We’re running into a persistent issue with our Process Automation flows in Utah release. The flow is designed to wait for a dependent incident record to reach ‘Resolved’ state before proceeding to the next stage. However, the wait condition seems to get stuck indefinitely even after the incident status changes.
The wait configuration checks for incident.state == 6 (Resolved) with a timeout set to 48 hours. We’ve verified the incident does get resolved within minutes, but the flow remains in waiting state. We’ve tried adjusting the timeout logic and even added error handling branches, but the flow still doesn’t resume. This is causing significant workflow delays across our IT operations team.
Has anyone encountered similar wait condition behavior in Flow Designer? Are there specific configurations or error handling patterns we should implement to prevent these stuck flows?
Based on your description, you’re hitting a known behavior with wait conditions on related records. Here’s a comprehensive solution addressing all three aspects:
Wait Condition Configuration:
The core issue is that your wait condition is monitoring a related incident record, but Flow Designer’s wait mechanism doesn’t always catch state changes on related tables efficiently. Instead of configuring the wait to check incident.state == 6, you need to restructure this. Create a subflow that explicitly queries the incident table using a ‘Look Up Record’ action, then use that queried record in your wait condition. This ensures you’re checking against live data, not a stale reference.
Error Handling in Flows:
Implement a dual-path approach. Add an ‘If’ condition immediately after your wait that validates whether the wait actually succeeded or timed out. Create two branches: one for successful wait completion and another for timeout scenarios. In the timeout branch, add a ‘Look Up Record’ action to manually check the incident state. If it’s already resolved, proceed with the flow; if not, send a notification to the assignment group and either retry the wait or route to manual intervention. This prevents flows from permanently stalling.
Timeout Logic:
Your 48-hour timeout is configured, but you need additional safeguards. Set up a scheduled job that runs every 4 hours to identify flows stuck in waiting state beyond their expected duration. Use a flow with a ‘Look Up Records’ action to find flow executions where state = ‘waiting’ and sys_created_on is older than your threshold. For each stuck flow, you can either programmatically resume it if conditions are met, or cancel and restart with proper context. Also, reduce your wait timeout to 24 hours and add escalation notifications at the 12-hour mark.

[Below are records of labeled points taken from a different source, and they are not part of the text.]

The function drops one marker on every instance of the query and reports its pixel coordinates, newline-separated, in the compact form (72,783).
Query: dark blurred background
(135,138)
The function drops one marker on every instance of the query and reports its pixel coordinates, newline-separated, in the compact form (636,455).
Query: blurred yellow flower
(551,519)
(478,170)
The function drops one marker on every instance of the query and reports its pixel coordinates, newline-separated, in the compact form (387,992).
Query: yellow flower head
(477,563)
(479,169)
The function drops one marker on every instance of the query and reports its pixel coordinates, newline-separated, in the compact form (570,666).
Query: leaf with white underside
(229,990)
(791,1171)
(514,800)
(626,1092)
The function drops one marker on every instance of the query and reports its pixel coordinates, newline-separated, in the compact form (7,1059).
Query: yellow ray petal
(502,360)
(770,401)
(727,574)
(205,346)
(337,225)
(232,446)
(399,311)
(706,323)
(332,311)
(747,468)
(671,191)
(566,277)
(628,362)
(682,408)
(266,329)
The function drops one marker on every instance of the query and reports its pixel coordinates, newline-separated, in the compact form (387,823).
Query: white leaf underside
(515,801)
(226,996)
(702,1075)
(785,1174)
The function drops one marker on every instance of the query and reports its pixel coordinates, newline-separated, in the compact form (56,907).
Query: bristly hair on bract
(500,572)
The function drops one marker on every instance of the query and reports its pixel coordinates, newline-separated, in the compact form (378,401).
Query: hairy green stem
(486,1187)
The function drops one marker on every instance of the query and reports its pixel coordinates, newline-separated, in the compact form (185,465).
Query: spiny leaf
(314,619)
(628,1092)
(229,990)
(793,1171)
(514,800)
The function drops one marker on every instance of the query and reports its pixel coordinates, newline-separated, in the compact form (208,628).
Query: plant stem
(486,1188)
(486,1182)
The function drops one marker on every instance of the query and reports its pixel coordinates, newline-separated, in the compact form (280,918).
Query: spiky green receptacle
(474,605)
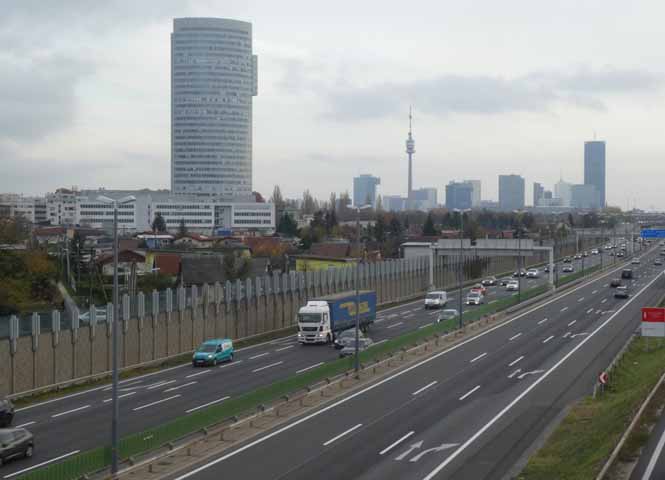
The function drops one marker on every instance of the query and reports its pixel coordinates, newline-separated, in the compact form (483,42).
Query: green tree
(158,224)
(428,227)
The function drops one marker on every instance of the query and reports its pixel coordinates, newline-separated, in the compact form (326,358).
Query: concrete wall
(231,310)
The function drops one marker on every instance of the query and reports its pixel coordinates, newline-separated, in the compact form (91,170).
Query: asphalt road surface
(471,412)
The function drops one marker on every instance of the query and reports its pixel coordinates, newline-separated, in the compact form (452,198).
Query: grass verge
(584,440)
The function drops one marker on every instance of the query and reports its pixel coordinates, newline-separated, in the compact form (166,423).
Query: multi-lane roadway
(474,411)
(147,401)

Implement proper flow versioning and test these changes in a sub-production instance first. Monitor your Flow Designer execution logs closely after deployment to validate the improvements.

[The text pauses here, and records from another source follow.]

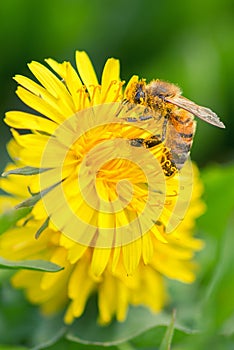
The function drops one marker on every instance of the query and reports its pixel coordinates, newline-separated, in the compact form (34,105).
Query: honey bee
(176,114)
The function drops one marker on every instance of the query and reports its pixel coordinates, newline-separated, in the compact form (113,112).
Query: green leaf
(85,330)
(26,171)
(42,228)
(9,218)
(218,303)
(12,347)
(166,342)
(39,265)
(219,194)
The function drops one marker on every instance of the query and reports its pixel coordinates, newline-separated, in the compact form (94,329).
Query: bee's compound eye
(139,97)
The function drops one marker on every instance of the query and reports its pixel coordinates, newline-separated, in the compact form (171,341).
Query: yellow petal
(73,82)
(40,105)
(100,260)
(23,120)
(88,75)
(110,84)
(131,255)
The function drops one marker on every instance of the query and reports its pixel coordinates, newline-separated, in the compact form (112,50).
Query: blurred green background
(190,43)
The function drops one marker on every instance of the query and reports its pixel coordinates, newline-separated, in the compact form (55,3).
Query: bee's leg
(164,128)
(137,142)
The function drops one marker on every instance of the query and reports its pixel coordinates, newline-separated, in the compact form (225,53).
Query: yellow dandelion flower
(117,217)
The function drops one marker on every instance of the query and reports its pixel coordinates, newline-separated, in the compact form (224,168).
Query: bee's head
(140,95)
(136,92)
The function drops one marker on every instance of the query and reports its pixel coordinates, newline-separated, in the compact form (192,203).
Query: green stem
(125,346)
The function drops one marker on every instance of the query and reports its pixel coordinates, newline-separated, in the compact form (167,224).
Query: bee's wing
(201,112)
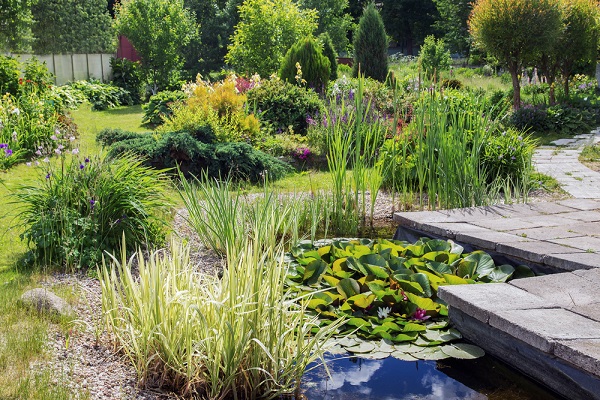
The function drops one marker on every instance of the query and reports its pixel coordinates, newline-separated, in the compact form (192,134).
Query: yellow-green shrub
(219,104)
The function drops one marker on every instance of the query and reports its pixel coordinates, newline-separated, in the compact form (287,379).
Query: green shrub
(108,136)
(305,64)
(37,73)
(507,155)
(330,53)
(344,70)
(82,208)
(371,46)
(451,84)
(160,106)
(127,75)
(9,75)
(283,105)
(102,95)
(434,57)
(193,157)
(530,118)
(29,124)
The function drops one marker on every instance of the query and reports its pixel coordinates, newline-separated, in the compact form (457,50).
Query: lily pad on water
(463,351)
(386,293)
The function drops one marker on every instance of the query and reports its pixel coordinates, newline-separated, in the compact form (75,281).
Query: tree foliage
(158,30)
(333,19)
(371,46)
(329,52)
(267,29)
(434,57)
(216,19)
(71,26)
(15,25)
(516,32)
(454,15)
(409,21)
(577,44)
(314,66)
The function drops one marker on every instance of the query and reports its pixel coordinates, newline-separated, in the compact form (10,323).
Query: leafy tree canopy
(71,26)
(454,15)
(15,25)
(159,30)
(409,21)
(333,19)
(267,29)
(516,32)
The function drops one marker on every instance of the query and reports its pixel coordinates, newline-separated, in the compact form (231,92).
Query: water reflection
(392,379)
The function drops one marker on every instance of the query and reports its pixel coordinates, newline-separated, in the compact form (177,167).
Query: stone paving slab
(521,231)
(584,353)
(542,328)
(480,301)
(585,243)
(567,290)
(546,233)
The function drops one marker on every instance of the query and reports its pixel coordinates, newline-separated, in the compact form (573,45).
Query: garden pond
(449,379)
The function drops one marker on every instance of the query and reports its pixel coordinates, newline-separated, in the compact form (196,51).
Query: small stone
(45,300)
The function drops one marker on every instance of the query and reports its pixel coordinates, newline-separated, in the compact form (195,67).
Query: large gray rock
(45,300)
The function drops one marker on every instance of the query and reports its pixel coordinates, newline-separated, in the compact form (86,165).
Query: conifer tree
(329,52)
(371,45)
(313,70)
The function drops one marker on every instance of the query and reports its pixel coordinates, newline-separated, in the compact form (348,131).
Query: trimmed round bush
(282,105)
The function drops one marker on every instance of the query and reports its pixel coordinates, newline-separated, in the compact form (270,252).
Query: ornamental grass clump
(81,208)
(241,336)
(224,218)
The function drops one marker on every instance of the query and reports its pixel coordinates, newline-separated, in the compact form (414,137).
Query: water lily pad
(430,353)
(375,355)
(403,356)
(347,341)
(463,351)
(363,347)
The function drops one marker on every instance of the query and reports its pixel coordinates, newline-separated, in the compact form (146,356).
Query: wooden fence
(74,67)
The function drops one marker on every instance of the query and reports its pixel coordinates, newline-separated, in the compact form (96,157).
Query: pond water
(392,379)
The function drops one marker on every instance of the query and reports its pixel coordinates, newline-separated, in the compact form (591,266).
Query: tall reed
(242,336)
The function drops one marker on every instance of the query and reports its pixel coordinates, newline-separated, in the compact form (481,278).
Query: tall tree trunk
(514,70)
(551,81)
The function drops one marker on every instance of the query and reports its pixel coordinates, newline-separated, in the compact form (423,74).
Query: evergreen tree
(305,64)
(371,45)
(329,52)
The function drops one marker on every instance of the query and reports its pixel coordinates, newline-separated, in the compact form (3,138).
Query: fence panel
(73,67)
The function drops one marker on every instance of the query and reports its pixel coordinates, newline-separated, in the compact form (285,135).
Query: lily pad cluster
(377,350)
(387,290)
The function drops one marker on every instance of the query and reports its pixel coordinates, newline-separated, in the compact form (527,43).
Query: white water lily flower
(384,312)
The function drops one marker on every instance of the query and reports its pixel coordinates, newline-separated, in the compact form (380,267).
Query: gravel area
(86,362)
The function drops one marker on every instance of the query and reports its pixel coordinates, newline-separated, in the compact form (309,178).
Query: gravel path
(86,362)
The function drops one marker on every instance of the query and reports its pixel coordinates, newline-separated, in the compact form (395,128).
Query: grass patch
(90,122)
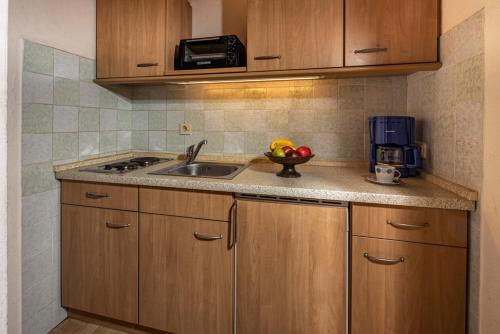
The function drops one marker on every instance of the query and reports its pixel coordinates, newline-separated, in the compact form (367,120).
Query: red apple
(304,151)
(287,149)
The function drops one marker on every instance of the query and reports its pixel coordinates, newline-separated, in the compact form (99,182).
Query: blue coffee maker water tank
(395,133)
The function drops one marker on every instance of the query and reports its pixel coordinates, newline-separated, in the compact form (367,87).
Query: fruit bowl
(288,164)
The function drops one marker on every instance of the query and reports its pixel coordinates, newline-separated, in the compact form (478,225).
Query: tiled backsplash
(65,117)
(328,115)
(449,107)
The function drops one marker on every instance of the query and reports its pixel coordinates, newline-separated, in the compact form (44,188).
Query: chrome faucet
(192,152)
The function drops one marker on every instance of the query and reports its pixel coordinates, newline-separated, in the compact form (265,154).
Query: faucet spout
(192,152)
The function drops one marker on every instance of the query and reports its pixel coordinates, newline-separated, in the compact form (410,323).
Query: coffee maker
(392,142)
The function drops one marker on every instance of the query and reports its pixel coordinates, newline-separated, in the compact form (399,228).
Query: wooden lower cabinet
(422,291)
(99,261)
(185,281)
(291,265)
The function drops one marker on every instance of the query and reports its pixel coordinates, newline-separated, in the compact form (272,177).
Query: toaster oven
(211,52)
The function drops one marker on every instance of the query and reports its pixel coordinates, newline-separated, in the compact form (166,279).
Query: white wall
(63,24)
(207,18)
(456,11)
(490,212)
(3,166)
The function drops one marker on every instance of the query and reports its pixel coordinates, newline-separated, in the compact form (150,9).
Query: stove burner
(145,161)
(126,166)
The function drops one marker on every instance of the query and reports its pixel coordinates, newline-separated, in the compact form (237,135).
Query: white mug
(387,173)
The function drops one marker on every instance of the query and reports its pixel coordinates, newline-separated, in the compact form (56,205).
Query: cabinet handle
(96,195)
(267,57)
(370,50)
(147,64)
(234,224)
(407,226)
(206,237)
(116,226)
(382,260)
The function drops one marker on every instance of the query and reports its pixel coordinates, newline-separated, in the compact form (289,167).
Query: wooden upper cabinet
(294,34)
(130,38)
(391,32)
(291,268)
(137,38)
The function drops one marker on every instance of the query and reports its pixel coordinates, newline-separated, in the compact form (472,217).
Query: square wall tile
(37,118)
(174,119)
(36,148)
(66,92)
(175,142)
(139,120)
(140,140)
(124,120)
(123,140)
(107,141)
(157,120)
(88,143)
(37,88)
(38,58)
(65,119)
(66,65)
(234,142)
(64,146)
(37,178)
(108,119)
(89,119)
(157,140)
(89,94)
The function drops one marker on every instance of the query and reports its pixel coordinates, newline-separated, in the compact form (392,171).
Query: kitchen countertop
(317,182)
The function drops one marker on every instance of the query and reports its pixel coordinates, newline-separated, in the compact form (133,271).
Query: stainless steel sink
(203,169)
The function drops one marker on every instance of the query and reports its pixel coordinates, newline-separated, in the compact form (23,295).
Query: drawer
(100,195)
(186,203)
(433,226)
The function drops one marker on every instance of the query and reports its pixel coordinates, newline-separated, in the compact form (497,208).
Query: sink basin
(203,169)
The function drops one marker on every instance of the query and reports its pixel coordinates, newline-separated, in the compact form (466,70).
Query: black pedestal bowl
(288,164)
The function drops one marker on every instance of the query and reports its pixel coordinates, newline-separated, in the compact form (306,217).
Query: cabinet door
(391,32)
(291,268)
(99,254)
(185,281)
(294,34)
(424,294)
(130,38)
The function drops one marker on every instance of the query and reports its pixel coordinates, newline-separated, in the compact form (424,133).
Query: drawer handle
(206,237)
(370,50)
(407,226)
(382,260)
(96,195)
(267,57)
(147,65)
(116,226)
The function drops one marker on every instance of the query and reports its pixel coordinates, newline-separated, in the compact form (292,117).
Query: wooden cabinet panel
(131,38)
(100,195)
(99,260)
(185,283)
(435,226)
(186,203)
(424,294)
(294,34)
(391,32)
(179,26)
(291,268)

Are you using dot-walking to check the incident state? I had similar timeout logic problems when referencing related records. The wait condition needs to be on the same table as your flow context, or you need to set up proper event subscriptions.
I’ve seen this before. Check if your wait condition is using the correct table reference. Sometimes the flow loses the record context if the wait is configured to monitor a related record rather than the flow’s primary record. Also verify that your flow trigger is set up to listen for the field updates properly.
I ran into this exact scenario last quarter. The issue often stems from how the wait condition is configured versus how Flow Designer actually monitors state changes. Instead of using a simple wait for condition, consider implementing a more robust pattern with explicit event registration. You might also want to add a parallel timeout branch that fires after a reasonable period to handle edge cases.
This sounds like a polling interval issue. The Flow Designer wait conditions check for state changes at specific intervals, not in real-time. If your incident resolves between polling cycles and something resets the state temporarily, the flow might miss it. I’d recommend adding explicit logging in your wait condition to track when it’s actually checking the state. You could also implement a custom event-based trigger instead of relying solely on the wait condition’s built-in polling mechanism.